Returning from a signal handler via setcontext

I'm trying to use the third argument of a SA_SIGINFO sigaction to jump to the interrupted context directly.

Thought this:

void action(int Sig, siginfo_t *Info, void *Uctx) { 
    ucontext_t *uc = Uctx; setcontext(uc); 
}

would have the same effect as just:

void action(int Sig, siginfo_t *Info, void *Uctx) { 
    return; 
}

but curiously it accepts three signals (that invoke the setcontext-calling handler), and then it segfaults in setcontext:

Dump of assembler code for function setcontext:
   0x00007ffff7a34180 <+0>:     push   %rdi
   0x00007ffff7a34181 <+1>:     lea    0x128(%rdi),%rsi
   0x00007ffff7a34188 <+8>:     xor    %edx,%edx
   0x00007ffff7a3418a <+10>:    mov    $0x2,%edi
   0x00007ffff7a3418f <+15>:    mov    $0x8,%r10d
   0x00007ffff7a34195 <+21>:    mov    $0xe,%eax
   0x00007ffff7a3419a <+26>:    syscall
   0x00007ffff7a3419c <+28>:    pop    %rdi
   0x00007ffff7a3419d <+29>:    cmp    $0xfffffffffffff001,%rax
   0x00007ffff7a341a3 <+35>:    jae    0x7ffff7a34200 <setcontext+128>
   0x00007ffff7a341a5 <+37>:    mov    0xe0(%rdi),%rcx
--Type <RET> for more, q to quit, c to continue without paging--
   0x00007ffff7a341ac <+44>:    fldenv (%rcx)
=> 0x00007ffff7a341ae <+46>:    ldmxcsr 0x1c0(%rdi)
   0x00007ffff7a341b5 <+53>:    mov    0xa0(%rdi),%rsp
   0x00007ffff7a341bc <+60>:    mov    0x80(%rdi),%rbx

and the fault address shown by strace is 0 (a catchable SIGSEGV).

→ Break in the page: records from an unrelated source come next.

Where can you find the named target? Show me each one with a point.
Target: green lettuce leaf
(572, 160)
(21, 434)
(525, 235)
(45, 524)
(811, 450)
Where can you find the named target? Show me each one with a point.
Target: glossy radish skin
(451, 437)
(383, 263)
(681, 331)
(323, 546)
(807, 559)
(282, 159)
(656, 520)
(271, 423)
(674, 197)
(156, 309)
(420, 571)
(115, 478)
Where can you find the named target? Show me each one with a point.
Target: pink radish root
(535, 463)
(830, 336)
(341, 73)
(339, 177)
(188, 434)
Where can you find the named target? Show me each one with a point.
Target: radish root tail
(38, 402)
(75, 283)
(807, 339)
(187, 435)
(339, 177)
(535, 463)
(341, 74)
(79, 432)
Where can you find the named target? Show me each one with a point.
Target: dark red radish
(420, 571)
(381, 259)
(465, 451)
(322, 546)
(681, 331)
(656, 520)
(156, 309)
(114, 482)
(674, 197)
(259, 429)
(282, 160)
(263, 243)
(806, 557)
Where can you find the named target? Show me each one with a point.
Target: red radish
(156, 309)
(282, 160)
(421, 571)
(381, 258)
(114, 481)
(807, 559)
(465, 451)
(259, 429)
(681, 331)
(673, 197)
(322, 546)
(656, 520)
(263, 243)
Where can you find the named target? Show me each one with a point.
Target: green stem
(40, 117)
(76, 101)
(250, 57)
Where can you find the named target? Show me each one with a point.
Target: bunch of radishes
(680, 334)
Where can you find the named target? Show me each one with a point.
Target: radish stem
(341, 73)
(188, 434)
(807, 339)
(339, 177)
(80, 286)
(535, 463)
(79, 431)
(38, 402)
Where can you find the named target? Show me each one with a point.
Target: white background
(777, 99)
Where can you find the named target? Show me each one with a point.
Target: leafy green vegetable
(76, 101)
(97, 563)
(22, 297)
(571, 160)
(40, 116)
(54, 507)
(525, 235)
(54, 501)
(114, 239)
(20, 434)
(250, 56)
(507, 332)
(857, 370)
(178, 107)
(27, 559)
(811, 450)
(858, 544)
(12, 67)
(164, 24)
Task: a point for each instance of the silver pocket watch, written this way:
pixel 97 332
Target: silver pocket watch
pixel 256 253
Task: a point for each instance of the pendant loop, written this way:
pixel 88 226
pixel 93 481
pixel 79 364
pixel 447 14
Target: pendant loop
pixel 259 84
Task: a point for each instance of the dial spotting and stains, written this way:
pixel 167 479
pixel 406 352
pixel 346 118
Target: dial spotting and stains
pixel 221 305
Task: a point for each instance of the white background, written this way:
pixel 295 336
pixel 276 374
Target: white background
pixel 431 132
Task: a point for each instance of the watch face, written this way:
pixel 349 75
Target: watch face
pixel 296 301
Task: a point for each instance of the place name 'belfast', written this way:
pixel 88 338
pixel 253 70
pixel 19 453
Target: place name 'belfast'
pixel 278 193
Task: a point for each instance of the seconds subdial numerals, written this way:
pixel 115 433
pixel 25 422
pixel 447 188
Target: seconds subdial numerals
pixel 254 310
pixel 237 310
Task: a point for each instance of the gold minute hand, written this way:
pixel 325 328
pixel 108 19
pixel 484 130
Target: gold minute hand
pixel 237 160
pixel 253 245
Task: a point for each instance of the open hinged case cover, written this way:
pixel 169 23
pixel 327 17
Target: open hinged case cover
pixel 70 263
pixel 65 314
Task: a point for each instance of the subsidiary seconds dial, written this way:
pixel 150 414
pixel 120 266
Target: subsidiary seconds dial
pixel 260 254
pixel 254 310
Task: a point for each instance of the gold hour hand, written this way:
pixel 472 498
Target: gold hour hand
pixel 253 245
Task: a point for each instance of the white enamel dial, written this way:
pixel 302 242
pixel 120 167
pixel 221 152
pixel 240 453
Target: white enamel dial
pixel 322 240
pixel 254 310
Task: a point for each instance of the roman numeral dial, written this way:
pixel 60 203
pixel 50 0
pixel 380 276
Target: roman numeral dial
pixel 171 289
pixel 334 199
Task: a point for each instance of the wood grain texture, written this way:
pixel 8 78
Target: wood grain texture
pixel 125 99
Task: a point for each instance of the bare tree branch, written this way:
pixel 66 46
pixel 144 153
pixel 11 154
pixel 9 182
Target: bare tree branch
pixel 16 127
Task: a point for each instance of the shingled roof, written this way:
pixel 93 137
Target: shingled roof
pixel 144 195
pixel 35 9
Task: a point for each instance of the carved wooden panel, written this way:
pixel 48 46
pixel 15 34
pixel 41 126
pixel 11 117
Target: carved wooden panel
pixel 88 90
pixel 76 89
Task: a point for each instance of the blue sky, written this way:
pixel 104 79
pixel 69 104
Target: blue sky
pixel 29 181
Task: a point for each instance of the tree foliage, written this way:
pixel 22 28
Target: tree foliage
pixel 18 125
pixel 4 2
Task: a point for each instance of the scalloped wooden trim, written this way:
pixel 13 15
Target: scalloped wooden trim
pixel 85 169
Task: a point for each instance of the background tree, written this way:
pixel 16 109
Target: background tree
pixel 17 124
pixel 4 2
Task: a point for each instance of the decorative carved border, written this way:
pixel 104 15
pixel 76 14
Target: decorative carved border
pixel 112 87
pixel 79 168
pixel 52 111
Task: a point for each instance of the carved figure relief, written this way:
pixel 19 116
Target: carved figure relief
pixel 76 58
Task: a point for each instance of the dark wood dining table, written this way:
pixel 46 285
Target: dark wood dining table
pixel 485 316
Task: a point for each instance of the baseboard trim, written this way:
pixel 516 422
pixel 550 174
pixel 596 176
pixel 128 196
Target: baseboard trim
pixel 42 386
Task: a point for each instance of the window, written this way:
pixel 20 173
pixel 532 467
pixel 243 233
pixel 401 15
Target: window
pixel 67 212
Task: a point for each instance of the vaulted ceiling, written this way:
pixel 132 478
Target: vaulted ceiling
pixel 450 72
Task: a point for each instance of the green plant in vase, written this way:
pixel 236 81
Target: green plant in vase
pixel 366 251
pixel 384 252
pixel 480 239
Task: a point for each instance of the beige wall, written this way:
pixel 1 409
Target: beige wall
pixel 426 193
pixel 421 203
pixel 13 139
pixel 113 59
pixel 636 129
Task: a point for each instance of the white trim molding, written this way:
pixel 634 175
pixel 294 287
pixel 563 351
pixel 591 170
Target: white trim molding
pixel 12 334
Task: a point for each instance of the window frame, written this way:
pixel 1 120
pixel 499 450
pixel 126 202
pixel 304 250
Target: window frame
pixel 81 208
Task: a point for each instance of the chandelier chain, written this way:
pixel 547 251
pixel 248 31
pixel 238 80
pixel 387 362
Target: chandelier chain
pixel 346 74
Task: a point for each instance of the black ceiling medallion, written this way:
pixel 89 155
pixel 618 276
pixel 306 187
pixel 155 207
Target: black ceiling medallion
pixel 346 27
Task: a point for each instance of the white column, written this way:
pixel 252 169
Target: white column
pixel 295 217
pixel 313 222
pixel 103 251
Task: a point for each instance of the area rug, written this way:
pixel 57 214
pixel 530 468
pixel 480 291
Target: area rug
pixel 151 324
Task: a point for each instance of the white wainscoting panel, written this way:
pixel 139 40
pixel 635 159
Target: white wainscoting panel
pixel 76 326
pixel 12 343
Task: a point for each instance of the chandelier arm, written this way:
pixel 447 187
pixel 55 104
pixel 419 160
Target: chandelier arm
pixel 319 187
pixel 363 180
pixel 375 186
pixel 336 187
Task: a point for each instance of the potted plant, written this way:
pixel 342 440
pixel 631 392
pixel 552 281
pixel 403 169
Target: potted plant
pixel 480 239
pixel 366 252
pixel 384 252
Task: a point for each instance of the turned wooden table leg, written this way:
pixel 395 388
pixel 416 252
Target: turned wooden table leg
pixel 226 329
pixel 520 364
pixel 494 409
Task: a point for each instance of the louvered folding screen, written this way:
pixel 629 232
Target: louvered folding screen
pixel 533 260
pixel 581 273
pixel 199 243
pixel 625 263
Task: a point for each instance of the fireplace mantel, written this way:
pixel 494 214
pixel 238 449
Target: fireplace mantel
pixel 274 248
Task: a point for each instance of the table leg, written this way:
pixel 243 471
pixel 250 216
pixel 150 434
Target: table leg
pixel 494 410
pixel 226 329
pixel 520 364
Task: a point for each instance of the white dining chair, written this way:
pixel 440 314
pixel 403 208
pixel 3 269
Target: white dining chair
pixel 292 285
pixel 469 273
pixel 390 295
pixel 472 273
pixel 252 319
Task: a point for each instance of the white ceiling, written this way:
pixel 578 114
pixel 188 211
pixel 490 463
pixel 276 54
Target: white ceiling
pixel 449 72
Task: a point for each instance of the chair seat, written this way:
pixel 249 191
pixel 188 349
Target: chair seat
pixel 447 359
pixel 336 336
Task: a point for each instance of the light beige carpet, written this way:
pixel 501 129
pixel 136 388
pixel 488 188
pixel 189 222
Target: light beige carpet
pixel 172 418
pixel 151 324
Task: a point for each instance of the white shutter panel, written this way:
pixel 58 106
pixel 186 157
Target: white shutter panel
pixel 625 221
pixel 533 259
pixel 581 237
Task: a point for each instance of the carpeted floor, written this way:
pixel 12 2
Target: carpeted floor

Here's an example program that's using a timer to send the three signals:

#include <unistd.h>
#include <sys/time.h>
#include <ucontext.h>
#include <signal.h>
  
void action(int Sig, siginfo_t *Info, void *Uctx) { 
    ucontext_t *uc = Uctx; setcontext(uc); 
}
int main(void) {
    char ch[100];
    sigaction(SIGALRM, &(struct sigaction){.sa_sigaction = action, .sa_flags = SA_SIGINFO}, 0);
    setitimer(ITIMER_REAL, &(struct itimerval){.it_interval.tv_sec = 1,.it_value.tv_sec = 1}, 0);
    write(1, "enter\n", 6);
    for (;;) {
        write(1, "{\n", 2);
        read(0, &ch[0], sizeof(ch));
        write(1, "}\n", 2);
    }
}

What is going on in this situation?

Solution

I think this is something that's simply not meant to work: you are only supposed to call setcontext with a context obtained from getcontext or makecontext, and not with the context passed to a signal handler.

The man page hints at this obliquely:

If the context was obtained by a call to a signal handler, then old standard text says that "program execution continues with the program instruction following the instruction interrupted by the signal". However, this sentence was removed in SUSv2, and the present verdict is "the result is unspecified".

Also, the glibc source of setcontext has a comment:

This implementation is intended to be used for synchronous context switches only. Therefore, it does not have to restore anything other than the PRESERVED state.

Indeed, it does not attempt to restore any of the floating-point registers, and it zeroes rax (as for getcontext returning 0). That would be pretty bad for trying to resume code that isn't expecting its registers to change spontaneously.

Asynchronous context switching would be needed for something like preemptive multitasking in userspace. I think the idea is that since pthreads is now firmly established, people should have no need for this, so it's not supported. getcontext/setcontext date from an earlier era, and in fact have since been removed from the POSIX spec on the premise that pthreads should be used instead.

This particular crash seems to be caused by a mismatch between the kernel's layout of struct ucontext_t, and what libc expects. In particular, libc expects the floating-point state, including the saved value of mxcsr, at a particular offset within struct ucontext_t. However the kernel pushes the floating point state at a separate location on the stack (which happens to overlap where libc expects it), and includes a pointer to it inside struct ucontext_t. So libc's setcontext attempts to load some garbage value into mxcsr, which has some of the reserved bits 16-31 set, and this causes a general protection fault.

However, as noted above, this mismatch is the least of the problems.